How You Can Tell Your Dog Is In Pain
Seeing our pups in pain can lead to feelings of helplessness. We want nothing more than to assist them and make their pain go away. But, oftentimes, it’s quite difficult to tell if dogs are in pain since they don’t speak our language. While there are some more apparent signs of a dog in pain (like limping), the symptoms aren’t always so obvious. Dogs will partake in particular behaviors that may seem subtle but could hint at them being in some sort of pain. Below are six symptoms that may be a sign that your four-legged pal is in pain.
1.) Heavy Panting
Panting is a pretty typical behavior for dogs. Dogs tend to pant more heavily when they’re partaking in exercise or when they’re outside in the heat. But, when your dog engages in heavy panting even though she hasn’t been exercising or outside in the heat, it may be a sign that your pup is stressed from the pain that they are in. If your dog begins panting heavily out of nowhere, it’s probably best you and your dog visit the veterinarian.
2.) Excessive Grooming
Cats aren’t the only ones that lick to clean themselves. It’s actually normal for dogs to lick and groom themselves like their pet counterparts.

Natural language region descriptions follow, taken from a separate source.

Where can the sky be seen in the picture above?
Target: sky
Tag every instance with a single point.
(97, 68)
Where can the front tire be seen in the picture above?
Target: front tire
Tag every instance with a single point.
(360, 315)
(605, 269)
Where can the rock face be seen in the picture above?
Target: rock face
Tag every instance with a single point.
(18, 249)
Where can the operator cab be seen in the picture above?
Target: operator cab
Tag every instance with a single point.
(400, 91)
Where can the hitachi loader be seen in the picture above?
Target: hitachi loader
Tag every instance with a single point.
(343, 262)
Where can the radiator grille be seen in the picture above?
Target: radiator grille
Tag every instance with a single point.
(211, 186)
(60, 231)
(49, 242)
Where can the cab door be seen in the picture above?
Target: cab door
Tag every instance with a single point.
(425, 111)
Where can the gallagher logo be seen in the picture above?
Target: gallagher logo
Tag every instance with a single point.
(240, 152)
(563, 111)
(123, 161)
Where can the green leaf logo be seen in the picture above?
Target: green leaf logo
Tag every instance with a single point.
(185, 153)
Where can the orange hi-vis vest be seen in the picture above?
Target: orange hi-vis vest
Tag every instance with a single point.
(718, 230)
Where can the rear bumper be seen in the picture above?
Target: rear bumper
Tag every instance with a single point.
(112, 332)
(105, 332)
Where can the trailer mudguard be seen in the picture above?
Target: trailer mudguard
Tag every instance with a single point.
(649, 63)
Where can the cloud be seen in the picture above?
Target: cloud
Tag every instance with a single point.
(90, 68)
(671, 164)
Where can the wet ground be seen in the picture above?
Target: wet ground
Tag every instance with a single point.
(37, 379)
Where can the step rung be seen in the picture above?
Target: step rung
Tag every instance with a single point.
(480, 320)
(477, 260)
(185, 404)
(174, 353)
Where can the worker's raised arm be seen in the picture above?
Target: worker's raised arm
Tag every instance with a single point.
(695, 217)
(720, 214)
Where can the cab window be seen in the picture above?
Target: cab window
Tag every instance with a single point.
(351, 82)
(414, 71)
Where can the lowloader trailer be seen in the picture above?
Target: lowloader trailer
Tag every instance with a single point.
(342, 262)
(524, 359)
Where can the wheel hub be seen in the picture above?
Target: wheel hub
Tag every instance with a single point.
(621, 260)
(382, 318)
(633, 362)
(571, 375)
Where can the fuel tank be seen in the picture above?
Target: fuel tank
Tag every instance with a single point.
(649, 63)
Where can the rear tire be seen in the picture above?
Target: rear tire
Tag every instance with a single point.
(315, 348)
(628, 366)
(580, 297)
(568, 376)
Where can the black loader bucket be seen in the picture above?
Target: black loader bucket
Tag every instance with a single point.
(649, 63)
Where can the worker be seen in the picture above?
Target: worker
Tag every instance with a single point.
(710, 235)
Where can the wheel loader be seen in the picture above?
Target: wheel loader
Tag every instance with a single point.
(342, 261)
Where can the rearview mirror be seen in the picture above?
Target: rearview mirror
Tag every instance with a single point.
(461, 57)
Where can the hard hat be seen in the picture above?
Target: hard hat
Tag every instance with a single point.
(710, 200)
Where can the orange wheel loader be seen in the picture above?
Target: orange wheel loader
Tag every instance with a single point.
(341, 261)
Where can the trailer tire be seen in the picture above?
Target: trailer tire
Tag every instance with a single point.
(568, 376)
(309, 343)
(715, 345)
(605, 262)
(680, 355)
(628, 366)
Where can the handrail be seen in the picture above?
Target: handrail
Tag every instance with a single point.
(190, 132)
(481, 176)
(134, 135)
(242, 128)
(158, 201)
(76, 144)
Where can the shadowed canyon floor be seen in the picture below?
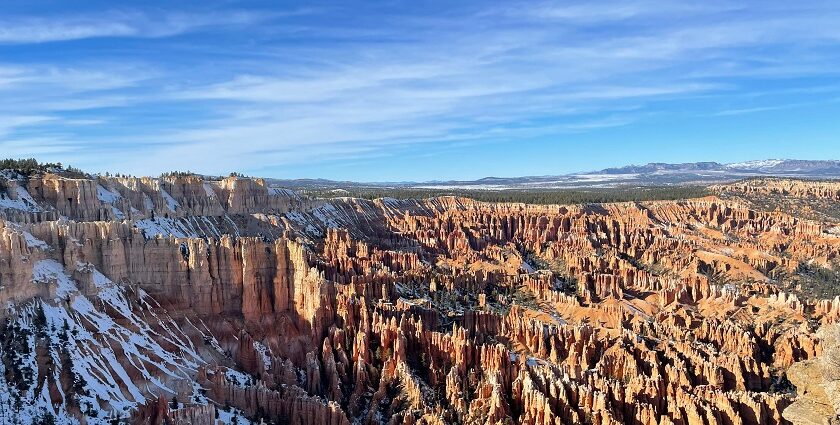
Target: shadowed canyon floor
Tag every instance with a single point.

However, it’s not normal for licking and grooming to become an obsessive behavior. Dogs in pain tend to lick their paws constantly in an attempt to alleviate their pain. When dogs get hurt, they typically tend to care for the wound by licking it to clean it. This doesn’t only happen when dogs get visible wounds, but when they have internal pain, as well. If you begin to notice your pet engaging in excessive self-grooming, it may be wise to take a trip to the vet.
3.) Lack Of An Appetite
Like humans, dogs don’t eat when they aren’t feeling well. If your pup usually eats well and you notice they start refusing to eat, then that may be a sign of underlying issues, including dental problems, liver problems, kidney problems or even cancer.
4.) Differences In Sleeping Patterns
Dogs will sleep a lot more than usual when they’re experiencing pain because they’re trying to recuperate or heal, especially when it becomes too hard to move around.
5.) Unusually Aggressive Behavior
When animals are injured, many of them will tend to go into protection mode and will want you to stay away because they’re concerned you’ll hurt them. If your pup growls at you seemingly unwarranted, it may be because he’s concerned you will touch him where he’s hurting.
6.) Changes In Their Eyes
Dogs with eye pain will noticeably squint or will have noticeably smaller pupils. The opposite holds true when dogs have pain in other parts of their body as their pupils will become larger.